LDAC considers that the following factors are relevant to whether a bespoke override of the general system is appropriate (whether for development projects or in other contexts) and, if so, to assessing the nature of that override:
- Are the circumstances sufficiently exceptional such that it is in the public interest to intervene on a bespoke basis? There needs to be a strong underlying public policy rationale, such as broad national interest considerations making the general law (which might be designed to cater for local or regional interests, or which might involve an overly cumbersome or complex process) inappropriate in the circumstances. Bespoke legislation should not be used as a mere matter of convenience – just because Parliament can override the general system does not mean it should. Nor should bespoke legislation be used to respond to a desire to immunise a particular decision from challenge or to overcome project planning difficulties.
- Is it clear that the public interest would not be better served by changing the general system? Have decision-makers considered whether there is a need to change the general system, and determined that the need in this case does not indicate a broader problem? The project should be unique in some way, so that a bespoke solution is preferable to change or augmentation of the general system.
- Is the bespoke legislative intervention the minimum necessary? Is the override the minimum legislative intervention necessary to meet the objectives of the project? For example, the America’s Cup Road Stopping Bill could have had much wider application and approved associated works, but in fact the option selected was the narrowest approach practicable in the circumstances presented. By contrast, the Christ Church Cathedral Reinstatement Bill proposed a power to override the Resource Management Act 1991 and the Heritage New Zealand Pouhere Taonga Act 2014 by regulations. Although the power was confined to a relatively small physical area and a limited number of Acts, there was a wide discretion as to which requirements would be overridden and how.
- Has consideration been given to how to address issues covered by the general law in the bespoke legislation?
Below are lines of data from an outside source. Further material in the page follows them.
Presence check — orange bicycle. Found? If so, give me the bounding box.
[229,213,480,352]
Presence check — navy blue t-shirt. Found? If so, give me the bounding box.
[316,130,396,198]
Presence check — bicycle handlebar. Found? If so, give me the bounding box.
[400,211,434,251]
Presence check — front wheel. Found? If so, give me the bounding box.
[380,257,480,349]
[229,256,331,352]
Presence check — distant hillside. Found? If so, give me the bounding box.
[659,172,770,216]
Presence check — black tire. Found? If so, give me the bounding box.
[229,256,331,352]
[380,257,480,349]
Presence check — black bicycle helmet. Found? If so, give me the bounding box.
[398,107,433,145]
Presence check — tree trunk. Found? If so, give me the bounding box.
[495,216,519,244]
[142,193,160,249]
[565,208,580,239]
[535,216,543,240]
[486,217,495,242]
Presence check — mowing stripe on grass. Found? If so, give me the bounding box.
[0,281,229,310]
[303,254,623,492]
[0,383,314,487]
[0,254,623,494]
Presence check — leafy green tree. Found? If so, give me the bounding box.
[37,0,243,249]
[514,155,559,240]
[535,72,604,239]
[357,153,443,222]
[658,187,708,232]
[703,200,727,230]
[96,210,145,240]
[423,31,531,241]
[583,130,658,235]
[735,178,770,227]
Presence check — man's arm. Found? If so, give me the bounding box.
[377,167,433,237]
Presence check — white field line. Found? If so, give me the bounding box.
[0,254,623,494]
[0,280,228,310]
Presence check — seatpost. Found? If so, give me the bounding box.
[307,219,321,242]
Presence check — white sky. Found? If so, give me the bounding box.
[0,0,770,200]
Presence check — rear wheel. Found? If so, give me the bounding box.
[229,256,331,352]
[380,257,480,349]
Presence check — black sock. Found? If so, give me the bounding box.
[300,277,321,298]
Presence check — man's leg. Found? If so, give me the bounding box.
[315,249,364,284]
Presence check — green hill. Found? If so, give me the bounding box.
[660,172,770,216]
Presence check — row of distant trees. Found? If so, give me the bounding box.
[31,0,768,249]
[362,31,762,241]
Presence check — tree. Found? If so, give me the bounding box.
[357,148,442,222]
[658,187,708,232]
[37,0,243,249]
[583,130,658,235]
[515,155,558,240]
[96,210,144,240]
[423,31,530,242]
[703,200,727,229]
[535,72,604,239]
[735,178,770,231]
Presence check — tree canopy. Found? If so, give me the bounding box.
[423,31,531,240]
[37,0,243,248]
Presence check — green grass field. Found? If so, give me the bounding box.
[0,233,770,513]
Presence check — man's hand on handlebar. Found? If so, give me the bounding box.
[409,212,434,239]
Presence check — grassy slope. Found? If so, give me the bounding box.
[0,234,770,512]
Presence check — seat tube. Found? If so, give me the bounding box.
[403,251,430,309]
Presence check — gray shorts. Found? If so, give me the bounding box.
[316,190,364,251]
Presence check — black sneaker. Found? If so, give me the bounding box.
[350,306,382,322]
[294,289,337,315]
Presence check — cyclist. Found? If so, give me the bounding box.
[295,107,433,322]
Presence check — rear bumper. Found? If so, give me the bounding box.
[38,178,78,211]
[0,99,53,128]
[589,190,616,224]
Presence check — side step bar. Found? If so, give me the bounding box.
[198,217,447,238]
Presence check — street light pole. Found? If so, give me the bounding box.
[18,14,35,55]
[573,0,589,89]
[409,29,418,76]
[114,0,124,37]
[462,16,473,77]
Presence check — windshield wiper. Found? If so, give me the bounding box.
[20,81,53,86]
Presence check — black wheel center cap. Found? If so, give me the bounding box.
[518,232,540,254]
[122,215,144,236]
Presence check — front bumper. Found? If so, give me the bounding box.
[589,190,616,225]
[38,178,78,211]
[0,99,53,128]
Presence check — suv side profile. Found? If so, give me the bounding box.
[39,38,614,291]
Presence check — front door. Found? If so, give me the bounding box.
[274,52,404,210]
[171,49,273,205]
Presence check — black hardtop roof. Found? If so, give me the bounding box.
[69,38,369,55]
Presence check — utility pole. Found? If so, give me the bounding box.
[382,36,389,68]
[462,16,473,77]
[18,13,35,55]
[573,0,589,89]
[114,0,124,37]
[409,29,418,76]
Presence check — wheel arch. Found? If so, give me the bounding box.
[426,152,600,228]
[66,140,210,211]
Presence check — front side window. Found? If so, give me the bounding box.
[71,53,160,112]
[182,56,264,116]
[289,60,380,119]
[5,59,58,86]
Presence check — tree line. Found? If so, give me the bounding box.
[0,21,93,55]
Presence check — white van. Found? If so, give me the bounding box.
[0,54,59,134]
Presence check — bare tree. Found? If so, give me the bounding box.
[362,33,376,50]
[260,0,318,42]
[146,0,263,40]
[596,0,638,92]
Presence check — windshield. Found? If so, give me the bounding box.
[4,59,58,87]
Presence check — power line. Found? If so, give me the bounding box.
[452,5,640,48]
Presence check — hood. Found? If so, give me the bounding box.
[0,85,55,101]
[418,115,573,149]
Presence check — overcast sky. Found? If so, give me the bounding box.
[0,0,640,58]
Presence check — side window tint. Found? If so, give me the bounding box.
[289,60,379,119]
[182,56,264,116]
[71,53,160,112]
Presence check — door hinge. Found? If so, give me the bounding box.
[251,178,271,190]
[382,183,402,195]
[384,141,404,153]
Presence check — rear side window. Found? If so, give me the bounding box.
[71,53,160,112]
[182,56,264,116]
Have decision-makers checked what will be “lost” (in terms of rights and responsibilities) through the bespoke legislation and given sufficient consideration as to whether these matters should be addressed in the bespoke response?
- Will the bespoke legislation be subject to parliamentary and public scrutiny in the usual manner? It is important that, save in exceptional circumstances, the standard law-making practices are followed and that public consultation not be rushed or aimed at a pre- conceived result. A careful process will help avoid errors, ensure important considerations are not overlooked, and is consistent with democratic values.